Ce régime croule également sous le poids de son bilan, que l’embargo américain ne peut entièrement expliquer. Pendant la « période spéciale » qui avait suivi l’effondrement de l’URSS, en 1991, et entraîné un premier choc systémique avant le rapprochement avec Caracas, la population cubaine avait fait le dos rond. Trente ans plus tard, les black-out à répétition ne peuvent que nourrir le rejet d’un système communiste prédateur.
Carlos Roberto Mendoza, 44 ans, chauffeur de taxi dans le centre de La Havane, me confie : « Je ne dors même plus. Avec cette chaleur et sans ventilateur ni climatisation, je passe la nuit à transpirer et à me demander comment je vais nourrir mes enfants le lendemain. Le gouvernement ne cesse de dire que c’est à cause de l’embargo. Mais cet embargo dure depuis plus de 60 ans et la situation n’a jamais été aussi grave. Il y a aussi une mauvaise gestion, une corruption endémique et un effondrement total du système. »
La frustration était palpable alors que La Havane attirait tous les regards de la presse internationale. Les correspondants de CNN, Reuters, AP, BBC et autres médias étaient présents sur l’île depuis des semaines, voire des mois, pressentant qu’ils allaient couvrir l’événement géopolitique le plus important d’Amérique latine ces dernières années : la fin possible du modèle communiste tel qu’on le connaît depuis 1959. Patrick Oppmann, chef du bureau de CNN à La Havane, arpentait les rues, documentant les manifestations où l’on tapait sur des casseroles et où l’on brûlait des poubelles.

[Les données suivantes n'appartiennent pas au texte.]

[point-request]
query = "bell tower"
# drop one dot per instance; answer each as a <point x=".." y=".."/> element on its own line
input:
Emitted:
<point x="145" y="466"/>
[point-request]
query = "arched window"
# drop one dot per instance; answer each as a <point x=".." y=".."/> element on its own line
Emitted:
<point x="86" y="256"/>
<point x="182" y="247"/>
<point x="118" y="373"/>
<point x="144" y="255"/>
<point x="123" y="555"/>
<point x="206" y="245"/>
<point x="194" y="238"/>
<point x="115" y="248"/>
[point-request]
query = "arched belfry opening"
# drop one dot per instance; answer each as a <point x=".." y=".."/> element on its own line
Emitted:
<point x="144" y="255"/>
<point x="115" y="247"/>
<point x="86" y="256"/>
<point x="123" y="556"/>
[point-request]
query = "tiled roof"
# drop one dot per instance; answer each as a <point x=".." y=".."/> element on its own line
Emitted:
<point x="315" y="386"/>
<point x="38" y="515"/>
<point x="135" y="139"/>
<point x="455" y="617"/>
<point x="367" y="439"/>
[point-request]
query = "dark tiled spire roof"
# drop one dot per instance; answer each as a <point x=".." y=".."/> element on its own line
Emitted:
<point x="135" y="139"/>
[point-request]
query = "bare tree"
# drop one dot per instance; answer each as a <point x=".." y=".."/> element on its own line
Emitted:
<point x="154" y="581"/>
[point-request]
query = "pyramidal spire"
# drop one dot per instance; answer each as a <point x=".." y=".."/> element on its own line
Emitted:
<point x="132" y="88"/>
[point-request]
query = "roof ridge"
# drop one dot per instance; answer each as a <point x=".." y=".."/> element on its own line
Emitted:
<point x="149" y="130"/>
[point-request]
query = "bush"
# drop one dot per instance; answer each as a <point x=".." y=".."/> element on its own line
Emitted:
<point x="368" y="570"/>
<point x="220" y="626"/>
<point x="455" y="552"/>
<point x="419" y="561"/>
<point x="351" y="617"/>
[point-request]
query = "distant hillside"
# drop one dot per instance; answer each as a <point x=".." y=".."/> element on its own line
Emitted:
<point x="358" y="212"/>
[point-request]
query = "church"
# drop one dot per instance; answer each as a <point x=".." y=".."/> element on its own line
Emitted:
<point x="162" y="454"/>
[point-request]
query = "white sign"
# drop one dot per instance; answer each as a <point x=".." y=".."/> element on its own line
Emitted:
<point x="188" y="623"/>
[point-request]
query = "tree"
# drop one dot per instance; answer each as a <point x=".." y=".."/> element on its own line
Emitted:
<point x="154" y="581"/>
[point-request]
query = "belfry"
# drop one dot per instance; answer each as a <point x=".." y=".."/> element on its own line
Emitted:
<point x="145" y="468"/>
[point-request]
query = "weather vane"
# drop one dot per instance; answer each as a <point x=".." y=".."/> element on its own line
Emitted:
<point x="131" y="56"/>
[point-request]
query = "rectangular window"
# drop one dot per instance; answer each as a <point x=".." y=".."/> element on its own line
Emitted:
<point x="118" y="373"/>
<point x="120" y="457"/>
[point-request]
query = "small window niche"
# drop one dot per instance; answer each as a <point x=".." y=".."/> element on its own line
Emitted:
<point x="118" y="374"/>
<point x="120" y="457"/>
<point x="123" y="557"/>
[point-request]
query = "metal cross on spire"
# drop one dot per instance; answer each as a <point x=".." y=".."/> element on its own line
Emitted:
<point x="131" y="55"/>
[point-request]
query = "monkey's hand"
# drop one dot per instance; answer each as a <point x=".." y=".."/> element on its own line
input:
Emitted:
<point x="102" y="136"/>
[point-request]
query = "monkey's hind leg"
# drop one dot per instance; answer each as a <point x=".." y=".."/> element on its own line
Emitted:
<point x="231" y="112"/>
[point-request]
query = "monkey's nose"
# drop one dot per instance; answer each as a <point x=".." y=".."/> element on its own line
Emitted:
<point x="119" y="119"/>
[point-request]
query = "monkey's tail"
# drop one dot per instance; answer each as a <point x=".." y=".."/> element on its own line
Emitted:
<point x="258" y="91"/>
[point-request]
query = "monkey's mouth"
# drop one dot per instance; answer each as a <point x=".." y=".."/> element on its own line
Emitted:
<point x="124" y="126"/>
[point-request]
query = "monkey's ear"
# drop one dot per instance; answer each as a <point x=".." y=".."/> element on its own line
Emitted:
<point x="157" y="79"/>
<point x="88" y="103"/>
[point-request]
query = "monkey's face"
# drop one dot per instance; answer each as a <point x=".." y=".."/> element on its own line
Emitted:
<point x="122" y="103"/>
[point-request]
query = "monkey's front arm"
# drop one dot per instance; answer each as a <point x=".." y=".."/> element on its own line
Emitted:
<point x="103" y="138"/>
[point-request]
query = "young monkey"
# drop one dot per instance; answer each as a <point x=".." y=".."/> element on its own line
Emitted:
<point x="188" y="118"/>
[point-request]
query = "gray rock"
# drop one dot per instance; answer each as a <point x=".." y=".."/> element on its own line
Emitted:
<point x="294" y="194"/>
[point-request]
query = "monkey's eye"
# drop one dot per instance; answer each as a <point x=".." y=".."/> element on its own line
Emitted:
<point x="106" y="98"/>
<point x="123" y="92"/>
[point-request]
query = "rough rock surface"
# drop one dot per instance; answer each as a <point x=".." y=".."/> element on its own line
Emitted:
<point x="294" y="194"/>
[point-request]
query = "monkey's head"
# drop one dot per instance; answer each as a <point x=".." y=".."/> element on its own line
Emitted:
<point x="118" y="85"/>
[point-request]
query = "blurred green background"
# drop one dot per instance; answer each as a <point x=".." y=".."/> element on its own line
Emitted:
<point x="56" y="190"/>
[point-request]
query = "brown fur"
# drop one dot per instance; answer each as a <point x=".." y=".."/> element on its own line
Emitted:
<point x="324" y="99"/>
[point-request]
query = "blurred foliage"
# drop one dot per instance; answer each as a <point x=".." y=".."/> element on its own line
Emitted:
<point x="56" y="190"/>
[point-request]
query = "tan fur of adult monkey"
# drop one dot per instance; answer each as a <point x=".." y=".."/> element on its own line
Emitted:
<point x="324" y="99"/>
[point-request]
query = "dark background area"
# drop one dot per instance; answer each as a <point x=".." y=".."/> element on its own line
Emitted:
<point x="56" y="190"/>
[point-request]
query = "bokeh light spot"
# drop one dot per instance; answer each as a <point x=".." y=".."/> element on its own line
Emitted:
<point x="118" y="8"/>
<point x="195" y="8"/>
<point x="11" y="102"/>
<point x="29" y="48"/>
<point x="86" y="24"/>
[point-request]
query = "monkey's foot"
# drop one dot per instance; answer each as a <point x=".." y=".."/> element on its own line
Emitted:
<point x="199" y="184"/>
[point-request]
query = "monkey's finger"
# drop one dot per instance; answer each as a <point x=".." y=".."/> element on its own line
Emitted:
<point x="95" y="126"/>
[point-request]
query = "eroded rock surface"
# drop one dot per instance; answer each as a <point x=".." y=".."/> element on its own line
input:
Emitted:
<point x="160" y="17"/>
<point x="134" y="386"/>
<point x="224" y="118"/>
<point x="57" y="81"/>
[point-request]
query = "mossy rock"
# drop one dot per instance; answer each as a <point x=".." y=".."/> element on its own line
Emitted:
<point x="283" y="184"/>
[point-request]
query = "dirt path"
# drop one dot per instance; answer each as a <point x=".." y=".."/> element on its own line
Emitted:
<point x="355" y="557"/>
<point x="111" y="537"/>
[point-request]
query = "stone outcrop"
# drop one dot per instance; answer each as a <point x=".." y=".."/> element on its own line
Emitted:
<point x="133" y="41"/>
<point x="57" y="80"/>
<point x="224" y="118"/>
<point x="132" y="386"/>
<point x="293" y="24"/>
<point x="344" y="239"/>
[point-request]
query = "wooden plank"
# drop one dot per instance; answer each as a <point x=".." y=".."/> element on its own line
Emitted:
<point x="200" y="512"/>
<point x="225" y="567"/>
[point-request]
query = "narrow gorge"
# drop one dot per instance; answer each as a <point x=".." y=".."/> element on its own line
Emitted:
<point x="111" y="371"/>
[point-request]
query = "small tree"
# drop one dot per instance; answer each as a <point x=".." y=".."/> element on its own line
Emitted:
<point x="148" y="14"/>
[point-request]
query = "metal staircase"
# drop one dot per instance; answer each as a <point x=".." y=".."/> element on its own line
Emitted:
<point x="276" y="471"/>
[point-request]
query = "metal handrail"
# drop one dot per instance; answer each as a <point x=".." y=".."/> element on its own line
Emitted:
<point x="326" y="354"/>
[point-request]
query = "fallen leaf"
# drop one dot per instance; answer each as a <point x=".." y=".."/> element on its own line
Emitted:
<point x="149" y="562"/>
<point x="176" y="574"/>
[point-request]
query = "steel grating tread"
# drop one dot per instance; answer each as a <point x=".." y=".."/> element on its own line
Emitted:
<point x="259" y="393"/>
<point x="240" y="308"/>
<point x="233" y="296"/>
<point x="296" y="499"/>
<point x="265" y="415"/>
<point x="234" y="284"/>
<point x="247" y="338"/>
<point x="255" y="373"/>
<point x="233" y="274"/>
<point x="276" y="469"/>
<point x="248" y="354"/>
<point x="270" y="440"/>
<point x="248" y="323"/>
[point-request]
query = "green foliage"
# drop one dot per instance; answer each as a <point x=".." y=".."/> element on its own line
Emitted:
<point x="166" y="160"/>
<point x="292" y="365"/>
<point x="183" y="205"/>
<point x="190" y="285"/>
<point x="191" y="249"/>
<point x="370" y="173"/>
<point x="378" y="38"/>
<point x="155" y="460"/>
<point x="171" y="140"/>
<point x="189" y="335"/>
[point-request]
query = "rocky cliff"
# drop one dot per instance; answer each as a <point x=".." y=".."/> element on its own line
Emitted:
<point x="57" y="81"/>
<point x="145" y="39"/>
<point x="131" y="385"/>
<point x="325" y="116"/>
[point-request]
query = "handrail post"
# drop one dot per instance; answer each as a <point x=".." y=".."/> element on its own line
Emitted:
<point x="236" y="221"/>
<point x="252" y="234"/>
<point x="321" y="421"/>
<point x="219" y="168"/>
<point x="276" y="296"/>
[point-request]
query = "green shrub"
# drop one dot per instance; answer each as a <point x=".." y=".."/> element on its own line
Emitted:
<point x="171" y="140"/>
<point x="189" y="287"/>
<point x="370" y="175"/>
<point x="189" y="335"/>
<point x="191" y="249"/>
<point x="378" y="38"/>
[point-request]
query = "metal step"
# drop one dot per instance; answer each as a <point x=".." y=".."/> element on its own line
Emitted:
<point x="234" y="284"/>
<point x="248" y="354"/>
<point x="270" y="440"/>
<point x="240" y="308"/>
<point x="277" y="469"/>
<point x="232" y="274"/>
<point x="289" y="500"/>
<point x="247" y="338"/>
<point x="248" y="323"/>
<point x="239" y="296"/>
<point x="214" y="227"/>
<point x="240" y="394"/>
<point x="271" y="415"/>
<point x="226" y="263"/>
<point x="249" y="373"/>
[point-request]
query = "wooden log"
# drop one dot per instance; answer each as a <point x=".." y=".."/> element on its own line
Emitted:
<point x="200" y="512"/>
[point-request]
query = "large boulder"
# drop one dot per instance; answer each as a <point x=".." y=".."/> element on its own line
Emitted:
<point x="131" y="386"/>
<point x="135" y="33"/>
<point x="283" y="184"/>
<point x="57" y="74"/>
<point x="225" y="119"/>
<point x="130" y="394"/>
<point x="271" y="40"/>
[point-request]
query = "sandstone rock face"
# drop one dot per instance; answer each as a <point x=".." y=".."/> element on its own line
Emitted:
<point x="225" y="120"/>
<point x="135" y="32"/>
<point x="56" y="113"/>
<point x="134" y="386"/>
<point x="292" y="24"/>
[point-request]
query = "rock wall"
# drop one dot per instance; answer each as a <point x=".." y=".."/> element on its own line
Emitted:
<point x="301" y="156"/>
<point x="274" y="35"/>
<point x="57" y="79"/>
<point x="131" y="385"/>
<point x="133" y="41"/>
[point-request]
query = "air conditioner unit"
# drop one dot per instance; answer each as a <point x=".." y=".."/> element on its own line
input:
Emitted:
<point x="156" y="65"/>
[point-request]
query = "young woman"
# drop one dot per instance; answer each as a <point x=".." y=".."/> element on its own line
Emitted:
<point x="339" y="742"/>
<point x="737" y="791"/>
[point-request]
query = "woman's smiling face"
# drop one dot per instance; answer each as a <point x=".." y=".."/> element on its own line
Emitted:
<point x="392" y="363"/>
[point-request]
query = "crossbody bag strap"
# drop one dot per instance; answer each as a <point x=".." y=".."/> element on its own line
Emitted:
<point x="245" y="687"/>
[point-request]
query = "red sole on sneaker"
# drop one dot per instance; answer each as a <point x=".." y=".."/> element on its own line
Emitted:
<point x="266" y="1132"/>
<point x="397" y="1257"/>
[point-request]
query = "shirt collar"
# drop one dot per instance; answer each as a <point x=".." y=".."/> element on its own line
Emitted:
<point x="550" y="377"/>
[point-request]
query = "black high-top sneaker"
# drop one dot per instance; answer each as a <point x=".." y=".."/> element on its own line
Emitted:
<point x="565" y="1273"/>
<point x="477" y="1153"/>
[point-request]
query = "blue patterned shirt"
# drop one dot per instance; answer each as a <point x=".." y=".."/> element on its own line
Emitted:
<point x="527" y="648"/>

Un informaticien résidant à El Vedado, qui a souhaité garder l’anonymat, a résumé la situation sans ambages : « La CIA est à La Havane, l’aide humanitaire est acceptée sans discussion, Díaz-Canel est totalement incontrôlable et des procès pourraient être intentés contre Raúl. Les communistes sont à bout. On peut espérer que cette dictature finira par tomber, mais je crains aussi qu’un vide du pouvoir ne se crée. Si l’armée le comble, cela ne changera rien, mais si ce sont les Cubano-Américains de l’étranger qui le font, là, c’est un problème. Les gens veulent juste manger, avoir l’électricité et être libres… le reste suivra. »
Comme toujours, le peuple cubain est le dernier informé des décisions importantes, mais le premier à en subir les conséquences. Nul ne sait avec certitude ce que l’avenir réserve. On pourrait assister à une explosion sociale majeure, à une transition négociée et douloureuse, à un nouveau durcissement du pouvoir par le régime qui ne ferait que repousser l’inévitable, voire à un conflit armé sous quelque forme que ce soit.
Ce qui est clair, c’est que le modèle actuel a atteint ses limites. Des décennies de mauvaise gestion économique, de répression des libertés et de corruption institutionnelle ont mené le pays au bord du gouffre. À chaque étape, une erreur aggrave la situation des Cubains, exacerbe les tensions et les appauvrit.